Me analiza contrariado ante la respuesta y cierra su folio. Los demás accionistas le imitan y el gesto indica que la reunión exitosa ha concluido.
Muy pocos en mi entorno conocen detalles del horrible instante en donde me quedé solo. Completamente solo en el mundo.
Yo, que desde siempre acostumbré a ver personas a mi alrededor. Que crecí siendo hijo único, el mimado de Zafira e Ismaíl; que me crié rodeado de amigos, de compañeros, de buenos consejeros, ahora me veo solo.
Con apenas dieciocho años, un futuro prometedor en el rubro hotelero y, siguiendo el sueño de mis difuntos padres, sobre edificar en Roma un hotel siete estrellas, es la soledad quién me acompaña cada día.

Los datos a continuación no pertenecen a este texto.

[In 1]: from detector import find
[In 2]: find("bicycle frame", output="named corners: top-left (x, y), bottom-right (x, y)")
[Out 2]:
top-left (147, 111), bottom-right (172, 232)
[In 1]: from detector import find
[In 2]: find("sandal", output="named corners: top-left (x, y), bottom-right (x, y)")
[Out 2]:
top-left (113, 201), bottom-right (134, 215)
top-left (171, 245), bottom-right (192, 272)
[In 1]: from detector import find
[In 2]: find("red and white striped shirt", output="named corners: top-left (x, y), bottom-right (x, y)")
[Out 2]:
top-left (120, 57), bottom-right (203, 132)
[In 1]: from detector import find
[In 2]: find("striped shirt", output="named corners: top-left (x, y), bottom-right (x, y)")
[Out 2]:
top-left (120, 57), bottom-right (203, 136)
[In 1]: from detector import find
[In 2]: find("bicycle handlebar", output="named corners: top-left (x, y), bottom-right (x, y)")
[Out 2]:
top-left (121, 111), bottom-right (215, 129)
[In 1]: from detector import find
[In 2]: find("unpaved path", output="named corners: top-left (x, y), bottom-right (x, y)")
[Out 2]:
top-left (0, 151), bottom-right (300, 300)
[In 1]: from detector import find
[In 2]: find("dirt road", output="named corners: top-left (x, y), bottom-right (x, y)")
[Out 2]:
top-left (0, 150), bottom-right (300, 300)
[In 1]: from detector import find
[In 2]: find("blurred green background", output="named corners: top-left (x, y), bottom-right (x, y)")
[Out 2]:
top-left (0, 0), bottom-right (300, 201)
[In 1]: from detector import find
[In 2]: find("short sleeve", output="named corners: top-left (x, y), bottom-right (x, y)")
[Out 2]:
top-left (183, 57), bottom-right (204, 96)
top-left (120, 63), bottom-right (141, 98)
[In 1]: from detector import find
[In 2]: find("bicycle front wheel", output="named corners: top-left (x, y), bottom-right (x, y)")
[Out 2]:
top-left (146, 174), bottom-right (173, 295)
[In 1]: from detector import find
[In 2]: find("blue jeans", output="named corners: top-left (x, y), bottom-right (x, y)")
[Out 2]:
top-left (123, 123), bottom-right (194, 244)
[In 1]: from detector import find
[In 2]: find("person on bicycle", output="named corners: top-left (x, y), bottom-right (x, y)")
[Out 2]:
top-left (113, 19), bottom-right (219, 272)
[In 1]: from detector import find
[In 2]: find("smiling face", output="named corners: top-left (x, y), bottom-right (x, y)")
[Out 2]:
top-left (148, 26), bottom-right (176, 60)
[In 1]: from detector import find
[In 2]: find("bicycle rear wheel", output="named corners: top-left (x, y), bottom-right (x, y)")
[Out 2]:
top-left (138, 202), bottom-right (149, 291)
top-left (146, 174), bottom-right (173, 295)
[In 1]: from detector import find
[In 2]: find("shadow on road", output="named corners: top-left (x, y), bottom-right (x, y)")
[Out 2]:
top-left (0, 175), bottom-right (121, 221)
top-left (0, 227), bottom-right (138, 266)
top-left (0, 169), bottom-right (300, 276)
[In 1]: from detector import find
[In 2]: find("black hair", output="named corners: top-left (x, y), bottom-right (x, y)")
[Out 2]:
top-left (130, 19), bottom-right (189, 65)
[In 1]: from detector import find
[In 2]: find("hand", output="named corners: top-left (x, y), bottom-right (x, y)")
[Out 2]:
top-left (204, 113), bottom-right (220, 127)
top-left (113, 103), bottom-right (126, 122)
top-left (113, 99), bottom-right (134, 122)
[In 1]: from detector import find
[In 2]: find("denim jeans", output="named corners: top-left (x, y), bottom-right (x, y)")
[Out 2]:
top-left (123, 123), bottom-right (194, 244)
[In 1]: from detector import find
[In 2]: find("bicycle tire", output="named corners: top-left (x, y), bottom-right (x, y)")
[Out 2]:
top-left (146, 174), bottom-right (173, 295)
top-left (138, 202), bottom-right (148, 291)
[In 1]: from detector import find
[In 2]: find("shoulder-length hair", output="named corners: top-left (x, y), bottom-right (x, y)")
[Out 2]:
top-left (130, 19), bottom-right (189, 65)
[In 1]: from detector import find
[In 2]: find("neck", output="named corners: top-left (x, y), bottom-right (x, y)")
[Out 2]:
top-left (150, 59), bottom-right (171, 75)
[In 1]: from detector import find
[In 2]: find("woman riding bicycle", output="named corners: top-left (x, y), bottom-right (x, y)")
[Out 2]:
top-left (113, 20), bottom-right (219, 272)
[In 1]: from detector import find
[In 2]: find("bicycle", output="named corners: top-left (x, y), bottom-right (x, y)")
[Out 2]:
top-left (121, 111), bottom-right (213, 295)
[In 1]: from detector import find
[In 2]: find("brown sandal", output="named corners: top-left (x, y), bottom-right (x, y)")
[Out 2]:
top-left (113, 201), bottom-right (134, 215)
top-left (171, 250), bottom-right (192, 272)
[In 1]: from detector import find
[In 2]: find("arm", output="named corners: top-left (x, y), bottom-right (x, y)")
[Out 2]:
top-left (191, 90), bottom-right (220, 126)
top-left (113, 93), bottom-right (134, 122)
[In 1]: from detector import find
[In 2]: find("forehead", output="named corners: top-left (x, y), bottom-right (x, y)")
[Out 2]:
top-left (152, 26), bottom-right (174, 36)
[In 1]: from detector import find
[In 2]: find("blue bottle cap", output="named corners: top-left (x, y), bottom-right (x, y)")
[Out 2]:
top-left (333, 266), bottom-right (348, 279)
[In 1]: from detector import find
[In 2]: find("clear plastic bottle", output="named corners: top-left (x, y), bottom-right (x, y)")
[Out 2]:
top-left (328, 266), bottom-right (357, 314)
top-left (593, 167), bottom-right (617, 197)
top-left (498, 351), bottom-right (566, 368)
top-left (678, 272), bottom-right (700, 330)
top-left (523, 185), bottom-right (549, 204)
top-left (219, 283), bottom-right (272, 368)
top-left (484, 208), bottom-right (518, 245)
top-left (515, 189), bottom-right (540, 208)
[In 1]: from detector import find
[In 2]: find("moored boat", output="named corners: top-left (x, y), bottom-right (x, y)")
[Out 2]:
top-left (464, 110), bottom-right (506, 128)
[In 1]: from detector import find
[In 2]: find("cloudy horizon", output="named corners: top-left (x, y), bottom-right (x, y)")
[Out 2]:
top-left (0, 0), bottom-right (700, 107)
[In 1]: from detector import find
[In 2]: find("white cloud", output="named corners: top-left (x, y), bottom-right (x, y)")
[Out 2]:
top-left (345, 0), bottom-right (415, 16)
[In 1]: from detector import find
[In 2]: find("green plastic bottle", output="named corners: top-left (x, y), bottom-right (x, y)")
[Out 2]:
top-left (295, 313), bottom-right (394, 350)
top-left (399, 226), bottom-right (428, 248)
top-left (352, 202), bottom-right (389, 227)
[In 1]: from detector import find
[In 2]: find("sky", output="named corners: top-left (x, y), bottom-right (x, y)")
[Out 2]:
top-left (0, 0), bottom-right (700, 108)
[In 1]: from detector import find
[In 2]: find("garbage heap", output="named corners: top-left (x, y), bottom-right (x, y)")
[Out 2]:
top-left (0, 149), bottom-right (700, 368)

—Es doloroso y compartimos tu pesar —indica otro de los socios estirando la mano a modo de despedida; esperando por mi saludo—, pero los buenos tiempos vendrán para ti. Eres un muchacho muy joven, te resta mucho camino que recorrer todavía.
Asiento regalándole una mueca de concordancia y estrecho el saludo. ¡Si supiera que nada me interesa ya!
¡Que lo único que me mantiene distraído es ésto! El negocio; lo que mis amados padres me dejaron y lo que pretendo preservar, engrandecer y, llevar a la cima.
—¿Entonces qué dices, Rashid? —vuelve a insistir Kerem, cuándo los inversionistas se retiran—, ¡contéstame! —puntualiza con esa rebeldía que adquirió aquí, en Italia.
—Decir de qué. —espeto desinteresadamente, mientras organizo los documentos encima del escritorio y cojo el portafolio para irme al apartamento y dormir; dormir durante largos años si puede ser posible.
—¡Salir, hermano! —contraataca rodando los ojos—. Conocer, ¡beber, hombre! ¡Beber!
Niego varias veces y suelto un bufido, Roma le ha pegado mal a Kerem.
—No pienso hacer tal cosa —declaro abandonado el despacho dónde la negociación se llevó a cabo—. No beberemos —mascullo cerrando la puerta con llave y, dirigiéndome a la avenida, con Abdul siguiéndome el paso—. No saldremos. No nada.
Refunfuña y me contengo de romperle la mandíbula. No entiende que en primer lugar mis ánimos están por los suelos y, segundo que el libertinaje no es lo mío.
—¡No seas deficiente! —exclama a mis espaldas divertido.
Deteniéndome abruptamente, lo miro asombrado —¡Desde cuándo hablas así! —escupo desaprobando su vocabulario.
Él ríe, pasa por mi lado y me palmea el hombro.
—¡Desde que dejé de pisar el suelo de Riad! —dice con indiferencia—. Hace precisamente un año. Aparte —añade largando carcajadas que a mí personalmente me irritan—, aprendí varias palabras nuevas; ¡me fascina éste país!
Rechino los dientes y omito responderle. Me concentro en la rústica calle, que en honor a la enigmática Pompeya lleva su nombre y gruño molesto. Es mediodía y las aceras están repletas de estudiantes.